Quando si pensa alla Terra di Mezzo è difficile non immaginarsi i luoghi e i volti scelti da Peter Jackson per il film. La magnificenza della messa in scena è così efficace da avere contaminato l’immaginario collettivo. Prima de La compagnia dell’anello, immaginarsi Il Signore degli Anelli era compito della fantasia del lettore. C’erano le illustrazioni di Alan Lee e il film animato da Ralph Bakshi, ma nulla in confronto a quello che arrivò sul grande schermo.

Roger Ebert nella sua recensione ammira la tecnica e la maestria che ha reso possibile il film, ma confessa anche un disagio: il mondo di Tolkien non era come se lo immaginava leggendo i libri.
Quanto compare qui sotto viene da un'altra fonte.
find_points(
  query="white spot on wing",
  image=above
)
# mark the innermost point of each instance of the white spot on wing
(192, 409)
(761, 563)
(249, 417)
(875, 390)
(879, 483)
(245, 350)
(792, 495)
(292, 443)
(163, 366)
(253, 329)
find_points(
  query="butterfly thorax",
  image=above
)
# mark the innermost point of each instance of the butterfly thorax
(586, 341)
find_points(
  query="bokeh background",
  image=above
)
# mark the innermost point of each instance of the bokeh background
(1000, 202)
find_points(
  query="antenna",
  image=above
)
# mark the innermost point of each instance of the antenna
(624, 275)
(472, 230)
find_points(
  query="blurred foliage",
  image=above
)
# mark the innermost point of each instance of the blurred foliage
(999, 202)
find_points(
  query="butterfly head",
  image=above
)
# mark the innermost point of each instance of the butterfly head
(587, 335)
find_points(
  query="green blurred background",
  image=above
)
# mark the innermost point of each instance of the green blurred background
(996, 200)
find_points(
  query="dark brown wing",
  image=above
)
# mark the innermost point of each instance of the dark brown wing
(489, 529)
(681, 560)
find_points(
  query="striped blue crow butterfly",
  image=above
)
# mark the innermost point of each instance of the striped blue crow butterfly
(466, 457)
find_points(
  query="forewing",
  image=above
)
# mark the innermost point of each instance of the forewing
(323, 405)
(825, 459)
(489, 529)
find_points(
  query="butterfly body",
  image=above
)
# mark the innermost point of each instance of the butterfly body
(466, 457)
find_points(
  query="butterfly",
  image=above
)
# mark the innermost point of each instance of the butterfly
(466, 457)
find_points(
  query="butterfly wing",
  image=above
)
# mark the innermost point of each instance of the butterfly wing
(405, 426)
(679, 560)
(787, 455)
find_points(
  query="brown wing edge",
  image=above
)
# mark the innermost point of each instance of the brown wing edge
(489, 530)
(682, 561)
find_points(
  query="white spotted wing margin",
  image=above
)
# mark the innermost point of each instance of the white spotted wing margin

Una differenza di visione tra il critico e l’autore dei film che, come detto nella recensione, poco deve importare il pubblico perché relegato alla pura sfera soggettiva. 

Questo pensiero ha però guidato Ebert nel riprendere in mano il libro. Ne riconosce una natura diversa da quella cinematografica. Sul libro del Signore degli Anelli, dice, “non ruota intorno a un arco narrativo o alla crescita dei personaggi, ma su una lunga serie di episodi in cui la vera essenza dei personaggi viene dimostrata ancora e ancora…”.  Questa osservazione fa riferimento alle molte peripezie affrontate dagli Hobbit che, nel libro molto più che nel film, mettono alla prova la loro natura bonaria di partenza. E dimostrano, grazie alla fedeltà al loro carattere, di essere più forti del male.

Peter Jackson invece complica il viaggio, toglie l’aura rassicurante del libro e costringe gli Hobbit ai margini di una storia più grande. Per Roger Ebert quindi Peter Jackson non ha trasformato il libro de Il Signore degli Anelli ne La Compagnia dell’Anello, ma l’ha trasmutato in un epico cappa e spada dallo stile moderno. Un tradimento necessario, ma che impedì al critico di dare pieni voti al film (ma “solo” tre stelle su quattro).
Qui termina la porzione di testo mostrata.